If \[\sin 5x + \sin 3x + \sin x = 0\], then the value of $x$ other than zero, lying between \[0 < x \leqslant \dfrac{\pi }{2}\] is:
\[
  a.{\text{ }}\dfrac{\pi }{6} \\
  b.{\text{ }}\dfrac{\pi }{{12}} \\
  c.{\text{ }}\dfrac{\pi }{3} \\
  d.{\text{ }}\dfrac{\pi }{4} \\
\]

Answer 1

Hint- Use \[\sin c + \sin d = 2\sin \left( {\dfrac{{c + d}}{2}} \right)\cos \left( {\dfrac{{c - d}}{2}} \right)\]
As we know \[\sin c + \sin d = 2\sin \left( {\dfrac{{c + d}}{2}} \right)\cos \left( {\dfrac{{c - d}}{2}} \right)\]
So, apply this property in given equation
\[
   \Rightarrow \sin 5x + \sin 3x + \sin x = 0 \\
   \Rightarrow \sin 5x + \sin x + \sin 3x = 0 \\
   = 2\sin \left( {\dfrac{{5x + x}}{2}} \right)\cos \left( {\dfrac{{5x - x}}{2}} \right) + \sin 3x = 0 \\
   = 2\sin 3x\cos 2x + \sin 3x = 0 \\
   \Rightarrow \sin 3x\left( {2\cos 2x + 1} \right) = 0 \\
   \Rightarrow \sin 3x = 0 = \sin 0 \\
   \Rightarrow 3x = 0 \\
  \therefore x = 0 \\
\]
But we have to find out \[x\] other than zero
\[
   \Rightarrow 2\cos 2x + 1 = 0 \\
   \Rightarrow \cos 2x = \dfrac{{ - 1}}{2} \\
\]
Now as we know $\dfrac{{ - 1}}{2}$ is the value of $\cos \left( {\dfrac{{2\pi }}{3}} \right)$, $\cos \left( {\dfrac{{4\pi }}{3}} \right)$ and so on…..
So on comparing
$2x = \dfrac{{2\pi }}{3},{\text{ }}\dfrac{{4\pi }}{3},.......$
\[ \Rightarrow x = \dfrac{\pi }{3},{\text{ }}\dfrac{{2\pi }}{3}\],……..
Now according to question we have to find out the value of $x$ which is lie between \[0 < x \leqslant \dfrac{\pi }{2}\]

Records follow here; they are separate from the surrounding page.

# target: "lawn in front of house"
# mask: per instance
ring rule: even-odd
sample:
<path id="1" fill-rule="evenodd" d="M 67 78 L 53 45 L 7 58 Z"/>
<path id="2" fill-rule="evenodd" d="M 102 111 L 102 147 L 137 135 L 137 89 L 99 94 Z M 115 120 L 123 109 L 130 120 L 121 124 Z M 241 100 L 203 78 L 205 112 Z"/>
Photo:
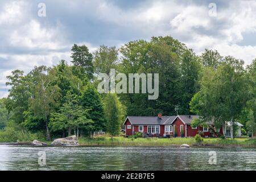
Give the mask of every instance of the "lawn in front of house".
<path id="1" fill-rule="evenodd" d="M 123 138 L 123 136 L 82 138 L 79 139 L 81 146 L 179 146 L 184 143 L 192 145 L 196 143 L 194 138 Z M 249 138 L 204 138 L 204 143 L 214 146 L 256 146 L 256 140 Z"/>

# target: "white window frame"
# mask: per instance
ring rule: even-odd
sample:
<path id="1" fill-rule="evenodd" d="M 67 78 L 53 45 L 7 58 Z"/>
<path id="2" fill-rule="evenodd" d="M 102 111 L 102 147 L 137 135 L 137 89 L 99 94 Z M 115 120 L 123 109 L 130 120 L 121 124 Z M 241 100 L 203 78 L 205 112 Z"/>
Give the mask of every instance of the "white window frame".
<path id="1" fill-rule="evenodd" d="M 204 129 L 207 128 L 207 130 L 205 130 Z M 203 131 L 204 132 L 208 132 L 209 131 L 209 128 L 208 127 L 203 127 Z"/>
<path id="2" fill-rule="evenodd" d="M 170 125 L 166 125 L 164 129 L 165 132 L 170 132 Z"/>
<path id="3" fill-rule="evenodd" d="M 141 127 L 142 127 L 142 130 L 140 130 Z M 143 132 L 143 125 L 139 125 L 139 132 Z"/>
<path id="4" fill-rule="evenodd" d="M 164 131 L 166 133 L 173 132 L 172 130 L 173 130 L 172 125 L 165 125 Z"/>
<path id="5" fill-rule="evenodd" d="M 196 126 L 196 127 L 192 127 L 192 125 L 191 125 L 191 128 L 192 129 L 197 129 L 197 126 Z"/>
<path id="6" fill-rule="evenodd" d="M 150 132 L 148 132 L 148 127 L 150 126 Z M 160 125 L 147 125 L 147 133 L 152 133 L 152 134 L 156 134 L 157 133 L 156 133 L 156 127 L 159 127 L 159 132 L 158 133 L 159 133 L 160 134 Z M 154 132 L 152 132 L 152 129 L 154 128 Z"/>
<path id="7" fill-rule="evenodd" d="M 182 130 L 183 130 L 183 134 L 184 134 L 184 127 L 183 127 L 183 125 L 180 126 L 180 132 L 181 132 L 181 127 L 182 127 Z"/>

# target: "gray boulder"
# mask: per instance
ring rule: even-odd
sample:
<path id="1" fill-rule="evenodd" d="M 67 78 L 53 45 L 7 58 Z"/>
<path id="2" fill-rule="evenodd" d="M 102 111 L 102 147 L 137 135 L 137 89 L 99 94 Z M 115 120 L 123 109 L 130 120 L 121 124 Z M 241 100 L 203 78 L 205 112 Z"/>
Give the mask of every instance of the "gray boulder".
<path id="1" fill-rule="evenodd" d="M 189 148 L 190 146 L 189 146 L 188 144 L 184 143 L 184 144 L 181 144 L 181 145 L 180 146 L 180 147 L 183 147 L 183 148 Z"/>
<path id="2" fill-rule="evenodd" d="M 70 136 L 66 138 L 57 138 L 52 142 L 52 146 L 78 146 L 77 138 L 76 135 Z"/>
<path id="3" fill-rule="evenodd" d="M 37 140 L 34 140 L 32 142 L 32 145 L 36 146 L 47 146 L 47 144 L 46 143 L 40 142 Z"/>

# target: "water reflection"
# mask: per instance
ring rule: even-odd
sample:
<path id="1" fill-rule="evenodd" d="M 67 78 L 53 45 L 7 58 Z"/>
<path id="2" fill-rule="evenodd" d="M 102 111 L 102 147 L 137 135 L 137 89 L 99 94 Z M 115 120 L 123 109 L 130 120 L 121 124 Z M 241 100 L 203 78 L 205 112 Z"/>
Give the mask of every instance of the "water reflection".
<path id="1" fill-rule="evenodd" d="M 208 163 L 217 152 L 217 165 Z M 46 153 L 46 166 L 38 152 Z M 35 147 L 0 145 L 1 170 L 255 170 L 254 148 Z"/>

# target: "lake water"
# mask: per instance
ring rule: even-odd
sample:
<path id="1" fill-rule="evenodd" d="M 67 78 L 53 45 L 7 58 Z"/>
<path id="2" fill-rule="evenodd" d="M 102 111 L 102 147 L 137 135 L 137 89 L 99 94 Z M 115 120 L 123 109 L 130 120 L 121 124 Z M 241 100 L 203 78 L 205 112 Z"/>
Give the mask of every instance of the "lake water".
<path id="1" fill-rule="evenodd" d="M 212 151 L 216 152 L 217 164 L 210 165 Z M 39 153 L 46 154 L 45 166 L 39 164 Z M 239 169 L 256 170 L 255 148 L 0 145 L 0 170 Z"/>

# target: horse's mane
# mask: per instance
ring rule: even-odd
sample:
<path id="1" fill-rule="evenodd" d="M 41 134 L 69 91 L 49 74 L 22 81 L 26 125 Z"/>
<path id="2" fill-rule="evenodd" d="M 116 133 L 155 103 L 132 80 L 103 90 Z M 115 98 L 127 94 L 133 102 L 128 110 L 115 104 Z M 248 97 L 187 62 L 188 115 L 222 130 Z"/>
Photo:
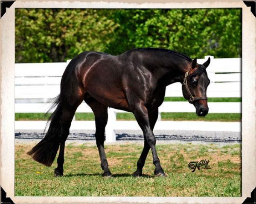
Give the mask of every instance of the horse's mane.
<path id="1" fill-rule="evenodd" d="M 195 76 L 200 76 L 204 72 L 207 73 L 205 68 L 201 65 L 200 65 L 198 68 L 192 74 L 191 76 L 193 77 Z"/>
<path id="2" fill-rule="evenodd" d="M 192 61 L 192 60 L 189 57 L 189 56 L 187 55 L 185 55 L 185 54 L 183 54 L 182 53 L 180 53 L 180 52 L 176 52 L 175 51 L 174 51 L 173 50 L 169 50 L 167 49 L 164 49 L 163 48 L 137 48 L 137 49 L 138 50 L 149 50 L 152 51 L 160 51 L 163 52 L 169 52 L 169 53 L 172 53 L 172 54 L 174 54 L 176 55 L 177 55 L 180 57 L 182 57 L 185 60 L 186 60 L 189 61 Z"/>

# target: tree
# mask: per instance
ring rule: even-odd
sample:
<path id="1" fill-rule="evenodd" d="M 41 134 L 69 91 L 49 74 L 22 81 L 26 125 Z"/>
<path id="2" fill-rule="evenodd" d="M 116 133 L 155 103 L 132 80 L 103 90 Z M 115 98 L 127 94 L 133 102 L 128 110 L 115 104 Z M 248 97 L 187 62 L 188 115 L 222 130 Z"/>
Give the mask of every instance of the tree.
<path id="1" fill-rule="evenodd" d="M 15 9 L 16 62 L 62 62 L 84 51 L 161 47 L 192 57 L 241 57 L 241 9 Z"/>

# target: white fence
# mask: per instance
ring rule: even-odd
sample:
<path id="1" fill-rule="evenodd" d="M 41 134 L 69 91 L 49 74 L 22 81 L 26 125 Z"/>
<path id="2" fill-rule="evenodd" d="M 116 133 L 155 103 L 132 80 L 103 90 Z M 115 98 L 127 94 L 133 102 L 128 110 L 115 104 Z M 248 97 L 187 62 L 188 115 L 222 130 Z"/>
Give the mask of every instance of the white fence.
<path id="1" fill-rule="evenodd" d="M 205 59 L 198 59 L 202 63 Z M 211 83 L 207 89 L 208 97 L 241 97 L 241 59 L 211 58 L 207 68 Z M 15 67 L 15 113 L 45 113 L 51 104 L 46 102 L 60 92 L 61 77 L 68 63 L 16 64 Z M 181 85 L 176 83 L 166 88 L 166 97 L 183 96 Z M 240 102 L 209 102 L 209 113 L 240 113 Z M 117 121 L 116 113 L 125 111 L 108 109 L 109 118 L 106 128 L 107 142 L 116 140 L 115 130 L 140 129 L 136 121 Z M 160 113 L 195 112 L 193 105 L 188 102 L 165 102 L 159 108 Z M 78 107 L 76 112 L 92 113 L 85 103 Z M 159 118 L 159 120 L 160 118 Z M 16 121 L 16 130 L 41 130 L 44 121 Z M 94 130 L 94 121 L 73 121 L 71 129 Z M 201 130 L 203 131 L 241 131 L 240 122 L 220 122 L 192 121 L 158 121 L 155 130 Z"/>

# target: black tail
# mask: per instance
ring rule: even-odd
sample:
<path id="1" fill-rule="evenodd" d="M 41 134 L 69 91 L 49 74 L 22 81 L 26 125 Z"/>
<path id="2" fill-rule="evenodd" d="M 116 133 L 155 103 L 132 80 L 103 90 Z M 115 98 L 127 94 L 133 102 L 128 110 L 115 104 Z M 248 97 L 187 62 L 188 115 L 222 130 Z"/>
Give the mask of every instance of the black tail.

\[ \Rightarrow x = \dfrac{\pi }{3}\]
Hence option (c) is correct.
Note- Whenever we face such types of problems, always remember some of the basic trigonometric identities which are stated above then using these properties to find out the solution of the given equation, we will get the required answer.